The CPC has invited Kim Jong-un to visit the country just after his father’s death. It is a clear sign of its support to Kim Jong Il’s son, and a message to the world saying that there is no need to be afraid of the new North Korean leader: the Chinese government controls events.

People’s Republic of China also wants that its ally starts an economic reform. Beijing has convinced North Korea to start Special Economic Zones near the border between the two countries. They have received investment from foreign companies, mainly Russian and Chinese. Their results are unclear (like everything else in North Korea), but they might be a first step in adopting market economy.

Kim Jong-Il and Russian PM Dimitri Medvedev have been holding meetings.

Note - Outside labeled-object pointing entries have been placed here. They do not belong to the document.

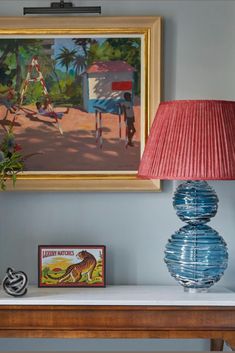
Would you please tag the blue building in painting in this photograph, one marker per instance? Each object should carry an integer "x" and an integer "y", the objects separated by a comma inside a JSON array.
[{"x": 104, "y": 83}]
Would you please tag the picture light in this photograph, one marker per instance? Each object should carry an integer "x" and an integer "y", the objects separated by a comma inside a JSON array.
[{"x": 61, "y": 8}]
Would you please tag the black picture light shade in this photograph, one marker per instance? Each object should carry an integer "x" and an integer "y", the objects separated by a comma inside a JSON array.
[{"x": 61, "y": 8}]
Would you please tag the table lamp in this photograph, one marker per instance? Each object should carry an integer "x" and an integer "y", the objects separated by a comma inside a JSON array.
[{"x": 193, "y": 141}]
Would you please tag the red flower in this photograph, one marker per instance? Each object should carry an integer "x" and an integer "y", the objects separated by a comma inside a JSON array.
[{"x": 17, "y": 148}]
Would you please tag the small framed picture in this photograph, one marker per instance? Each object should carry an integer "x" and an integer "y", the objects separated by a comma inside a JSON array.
[{"x": 71, "y": 266}]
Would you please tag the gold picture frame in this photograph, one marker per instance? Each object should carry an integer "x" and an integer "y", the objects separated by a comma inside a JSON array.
[{"x": 149, "y": 28}]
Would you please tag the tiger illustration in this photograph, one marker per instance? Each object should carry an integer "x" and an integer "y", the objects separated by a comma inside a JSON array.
[{"x": 75, "y": 271}]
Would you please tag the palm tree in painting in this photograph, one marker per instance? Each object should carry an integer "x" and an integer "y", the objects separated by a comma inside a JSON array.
[
  {"x": 66, "y": 58},
  {"x": 79, "y": 64}
]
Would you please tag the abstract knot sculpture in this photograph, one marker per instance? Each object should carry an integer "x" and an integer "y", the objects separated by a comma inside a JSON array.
[{"x": 15, "y": 283}]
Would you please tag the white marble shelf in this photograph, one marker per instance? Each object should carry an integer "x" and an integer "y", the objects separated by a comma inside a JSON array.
[{"x": 122, "y": 295}]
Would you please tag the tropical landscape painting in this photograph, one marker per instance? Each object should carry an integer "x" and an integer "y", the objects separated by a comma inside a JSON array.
[{"x": 74, "y": 102}]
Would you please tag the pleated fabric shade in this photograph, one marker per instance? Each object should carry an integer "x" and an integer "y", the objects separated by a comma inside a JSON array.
[{"x": 191, "y": 140}]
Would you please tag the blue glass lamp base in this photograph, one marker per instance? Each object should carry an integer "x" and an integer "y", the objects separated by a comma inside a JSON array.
[{"x": 196, "y": 255}]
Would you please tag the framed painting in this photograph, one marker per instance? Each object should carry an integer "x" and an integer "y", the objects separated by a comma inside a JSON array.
[
  {"x": 71, "y": 266},
  {"x": 80, "y": 97}
]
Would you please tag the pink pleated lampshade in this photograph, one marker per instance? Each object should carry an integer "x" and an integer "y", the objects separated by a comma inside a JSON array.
[{"x": 191, "y": 140}]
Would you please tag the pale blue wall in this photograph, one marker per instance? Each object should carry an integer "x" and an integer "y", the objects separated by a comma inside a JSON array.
[{"x": 199, "y": 62}]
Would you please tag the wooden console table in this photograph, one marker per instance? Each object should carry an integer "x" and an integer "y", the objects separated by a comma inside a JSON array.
[{"x": 120, "y": 312}]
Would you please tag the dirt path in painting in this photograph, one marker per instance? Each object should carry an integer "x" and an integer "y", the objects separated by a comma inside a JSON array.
[{"x": 76, "y": 149}]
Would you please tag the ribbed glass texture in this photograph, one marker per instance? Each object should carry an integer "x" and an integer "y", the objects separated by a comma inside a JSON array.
[
  {"x": 195, "y": 202},
  {"x": 196, "y": 255}
]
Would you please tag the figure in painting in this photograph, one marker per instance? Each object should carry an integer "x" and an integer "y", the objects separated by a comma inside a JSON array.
[
  {"x": 43, "y": 110},
  {"x": 6, "y": 98},
  {"x": 129, "y": 117}
]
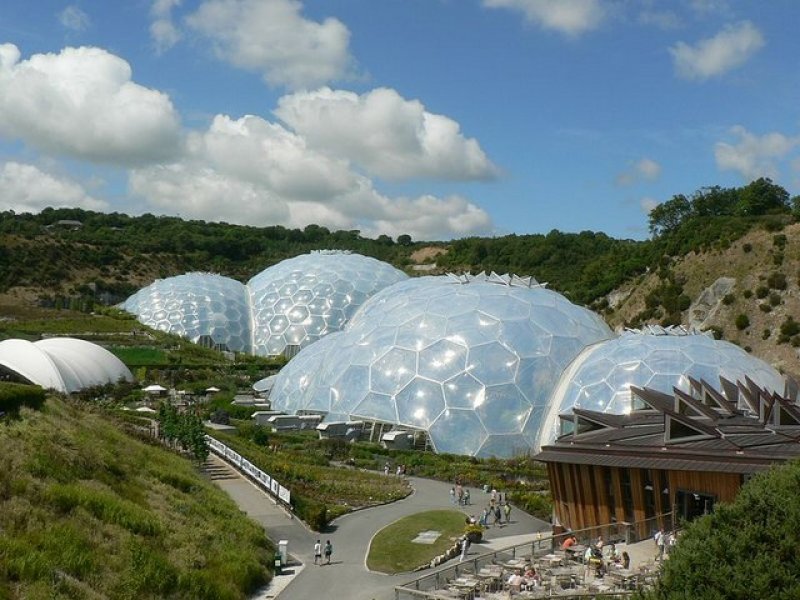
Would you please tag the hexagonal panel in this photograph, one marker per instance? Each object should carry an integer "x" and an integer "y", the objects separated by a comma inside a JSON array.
[
  {"x": 457, "y": 432},
  {"x": 505, "y": 409},
  {"x": 442, "y": 360},
  {"x": 393, "y": 371},
  {"x": 464, "y": 391},
  {"x": 492, "y": 363},
  {"x": 419, "y": 403}
]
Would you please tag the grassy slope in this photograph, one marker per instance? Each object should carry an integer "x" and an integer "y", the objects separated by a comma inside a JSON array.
[
  {"x": 751, "y": 269},
  {"x": 392, "y": 550},
  {"x": 86, "y": 512}
]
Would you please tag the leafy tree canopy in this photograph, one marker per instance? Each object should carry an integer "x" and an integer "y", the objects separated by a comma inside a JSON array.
[{"x": 747, "y": 549}]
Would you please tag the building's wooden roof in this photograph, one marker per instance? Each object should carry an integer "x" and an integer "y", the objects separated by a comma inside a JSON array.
[{"x": 741, "y": 429}]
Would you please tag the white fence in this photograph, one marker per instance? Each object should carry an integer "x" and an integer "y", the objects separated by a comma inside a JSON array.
[{"x": 264, "y": 481}]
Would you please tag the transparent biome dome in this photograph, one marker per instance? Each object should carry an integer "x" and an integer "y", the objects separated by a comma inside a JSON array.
[
  {"x": 470, "y": 360},
  {"x": 205, "y": 308},
  {"x": 600, "y": 378},
  {"x": 294, "y": 379},
  {"x": 304, "y": 298}
]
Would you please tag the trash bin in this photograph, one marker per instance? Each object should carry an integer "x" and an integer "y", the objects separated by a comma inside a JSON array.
[{"x": 283, "y": 550}]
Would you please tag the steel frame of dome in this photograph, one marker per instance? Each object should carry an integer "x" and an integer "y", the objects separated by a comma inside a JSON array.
[
  {"x": 282, "y": 309},
  {"x": 600, "y": 378},
  {"x": 302, "y": 299},
  {"x": 202, "y": 307},
  {"x": 471, "y": 360}
]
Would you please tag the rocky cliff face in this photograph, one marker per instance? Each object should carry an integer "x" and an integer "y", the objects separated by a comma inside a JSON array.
[{"x": 749, "y": 293}]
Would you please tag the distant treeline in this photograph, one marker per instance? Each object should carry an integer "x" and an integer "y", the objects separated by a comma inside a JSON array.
[{"x": 49, "y": 250}]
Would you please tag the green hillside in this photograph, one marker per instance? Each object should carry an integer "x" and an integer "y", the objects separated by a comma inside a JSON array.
[
  {"x": 86, "y": 511},
  {"x": 75, "y": 258}
]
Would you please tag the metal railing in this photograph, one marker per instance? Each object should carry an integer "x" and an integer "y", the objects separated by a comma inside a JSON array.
[{"x": 427, "y": 585}]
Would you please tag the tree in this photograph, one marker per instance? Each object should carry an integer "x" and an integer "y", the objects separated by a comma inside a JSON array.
[
  {"x": 668, "y": 215},
  {"x": 746, "y": 549},
  {"x": 760, "y": 197}
]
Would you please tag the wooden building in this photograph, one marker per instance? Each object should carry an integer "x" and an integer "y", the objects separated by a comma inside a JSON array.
[{"x": 678, "y": 454}]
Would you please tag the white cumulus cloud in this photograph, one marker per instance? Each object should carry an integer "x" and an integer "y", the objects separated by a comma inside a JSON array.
[
  {"x": 754, "y": 156},
  {"x": 26, "y": 188},
  {"x": 647, "y": 204},
  {"x": 252, "y": 171},
  {"x": 730, "y": 48},
  {"x": 82, "y": 103},
  {"x": 162, "y": 30},
  {"x": 571, "y": 17},
  {"x": 274, "y": 39},
  {"x": 385, "y": 134},
  {"x": 644, "y": 169},
  {"x": 74, "y": 18}
]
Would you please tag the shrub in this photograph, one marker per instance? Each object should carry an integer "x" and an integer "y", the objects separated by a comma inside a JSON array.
[
  {"x": 14, "y": 396},
  {"x": 776, "y": 280},
  {"x": 761, "y": 522},
  {"x": 742, "y": 322},
  {"x": 790, "y": 327}
]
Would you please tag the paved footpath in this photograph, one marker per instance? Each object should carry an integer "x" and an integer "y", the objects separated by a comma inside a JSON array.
[{"x": 347, "y": 576}]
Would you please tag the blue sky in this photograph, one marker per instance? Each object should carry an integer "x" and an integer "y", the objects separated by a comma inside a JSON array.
[{"x": 436, "y": 118}]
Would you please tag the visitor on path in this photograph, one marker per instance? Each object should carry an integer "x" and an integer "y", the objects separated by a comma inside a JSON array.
[
  {"x": 317, "y": 553},
  {"x": 660, "y": 539},
  {"x": 670, "y": 544}
]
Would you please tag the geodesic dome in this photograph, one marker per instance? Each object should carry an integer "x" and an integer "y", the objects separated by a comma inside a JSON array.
[
  {"x": 470, "y": 360},
  {"x": 600, "y": 378},
  {"x": 293, "y": 380},
  {"x": 202, "y": 307},
  {"x": 304, "y": 298},
  {"x": 63, "y": 364}
]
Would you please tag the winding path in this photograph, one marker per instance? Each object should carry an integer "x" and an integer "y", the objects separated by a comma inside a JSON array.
[{"x": 347, "y": 577}]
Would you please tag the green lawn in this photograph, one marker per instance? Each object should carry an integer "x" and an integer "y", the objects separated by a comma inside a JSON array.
[
  {"x": 88, "y": 512},
  {"x": 392, "y": 550}
]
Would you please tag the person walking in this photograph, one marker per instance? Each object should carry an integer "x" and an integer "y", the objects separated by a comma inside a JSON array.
[{"x": 317, "y": 553}]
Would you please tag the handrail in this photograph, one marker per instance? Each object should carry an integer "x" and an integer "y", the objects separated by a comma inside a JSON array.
[{"x": 263, "y": 480}]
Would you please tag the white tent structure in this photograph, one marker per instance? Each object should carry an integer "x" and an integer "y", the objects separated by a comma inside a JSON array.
[
  {"x": 154, "y": 389},
  {"x": 63, "y": 364}
]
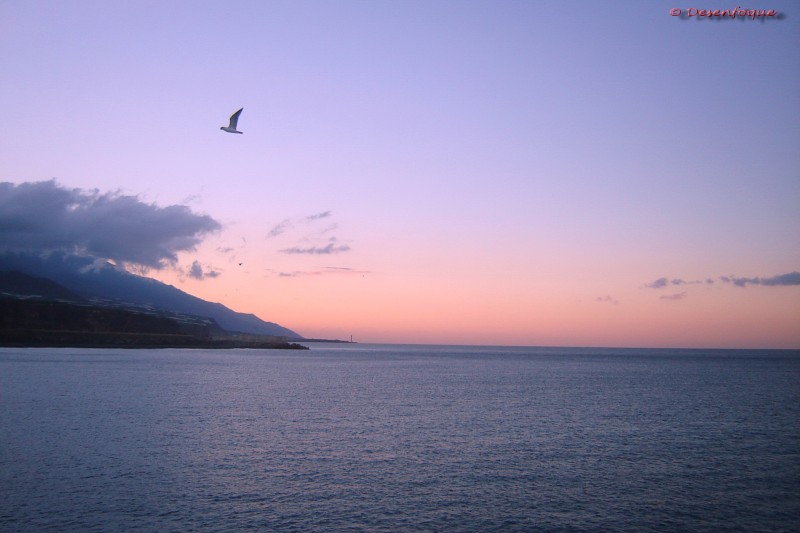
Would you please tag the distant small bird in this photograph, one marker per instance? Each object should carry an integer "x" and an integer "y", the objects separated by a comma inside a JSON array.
[{"x": 232, "y": 126}]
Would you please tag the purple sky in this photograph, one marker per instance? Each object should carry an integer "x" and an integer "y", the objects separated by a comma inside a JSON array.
[{"x": 499, "y": 172}]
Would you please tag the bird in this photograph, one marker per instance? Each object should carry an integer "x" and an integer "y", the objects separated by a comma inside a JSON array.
[{"x": 231, "y": 128}]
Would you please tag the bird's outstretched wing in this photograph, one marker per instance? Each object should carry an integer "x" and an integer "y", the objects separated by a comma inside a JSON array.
[{"x": 235, "y": 119}]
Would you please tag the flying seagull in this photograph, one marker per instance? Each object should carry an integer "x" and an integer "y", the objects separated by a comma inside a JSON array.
[{"x": 232, "y": 126}]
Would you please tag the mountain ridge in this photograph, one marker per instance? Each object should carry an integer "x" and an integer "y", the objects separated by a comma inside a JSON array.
[{"x": 89, "y": 279}]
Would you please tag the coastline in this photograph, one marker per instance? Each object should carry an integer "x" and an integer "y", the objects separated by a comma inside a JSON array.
[{"x": 91, "y": 339}]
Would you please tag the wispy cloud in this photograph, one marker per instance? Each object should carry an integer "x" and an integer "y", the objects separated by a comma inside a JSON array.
[
  {"x": 660, "y": 283},
  {"x": 324, "y": 214},
  {"x": 280, "y": 228},
  {"x": 781, "y": 280},
  {"x": 676, "y": 296},
  {"x": 196, "y": 271},
  {"x": 336, "y": 271},
  {"x": 47, "y": 217},
  {"x": 330, "y": 248}
]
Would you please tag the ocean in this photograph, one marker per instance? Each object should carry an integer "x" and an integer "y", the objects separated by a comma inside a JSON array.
[{"x": 357, "y": 437}]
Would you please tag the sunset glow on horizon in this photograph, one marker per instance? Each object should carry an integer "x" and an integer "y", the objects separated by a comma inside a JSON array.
[{"x": 500, "y": 173}]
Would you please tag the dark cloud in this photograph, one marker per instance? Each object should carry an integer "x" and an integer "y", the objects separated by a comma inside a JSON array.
[
  {"x": 196, "y": 271},
  {"x": 45, "y": 217},
  {"x": 677, "y": 296},
  {"x": 781, "y": 280},
  {"x": 330, "y": 248}
]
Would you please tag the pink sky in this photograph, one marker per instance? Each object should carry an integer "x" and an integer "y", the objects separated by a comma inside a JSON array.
[{"x": 438, "y": 172}]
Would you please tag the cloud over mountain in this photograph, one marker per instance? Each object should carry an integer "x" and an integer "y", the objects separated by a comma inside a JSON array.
[
  {"x": 781, "y": 280},
  {"x": 47, "y": 217}
]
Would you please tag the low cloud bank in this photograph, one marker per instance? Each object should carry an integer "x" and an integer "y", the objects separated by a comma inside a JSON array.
[{"x": 45, "y": 217}]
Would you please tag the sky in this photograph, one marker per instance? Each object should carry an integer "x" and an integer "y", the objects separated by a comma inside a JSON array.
[{"x": 565, "y": 173}]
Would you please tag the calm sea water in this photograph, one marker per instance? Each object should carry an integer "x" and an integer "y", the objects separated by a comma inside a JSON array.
[{"x": 399, "y": 438}]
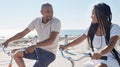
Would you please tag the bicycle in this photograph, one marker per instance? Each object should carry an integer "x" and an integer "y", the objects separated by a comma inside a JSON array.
[
  {"x": 9, "y": 53},
  {"x": 81, "y": 56}
]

Russia has interests in North Korea too. The Kremlin has a long tradition of close relationship with Pyongyang. Soviet troops, afterall, put the Communist regime in the country at the end of the Second World War. Its companies have been making important investments in business such as Trans Korean gas pipeline and Khasan Raijan railway. These projects require peace in Northeast Asia, thus, Moscow is not interested in supporting military adventures in the region.

Moscow and Beijing are the only strong friends of North Korea in the world. They don’t want a war in Asia. The leaders in Pyongyang may seem rare but they are not suicides. As I have said in a previous post, war is a risk too far.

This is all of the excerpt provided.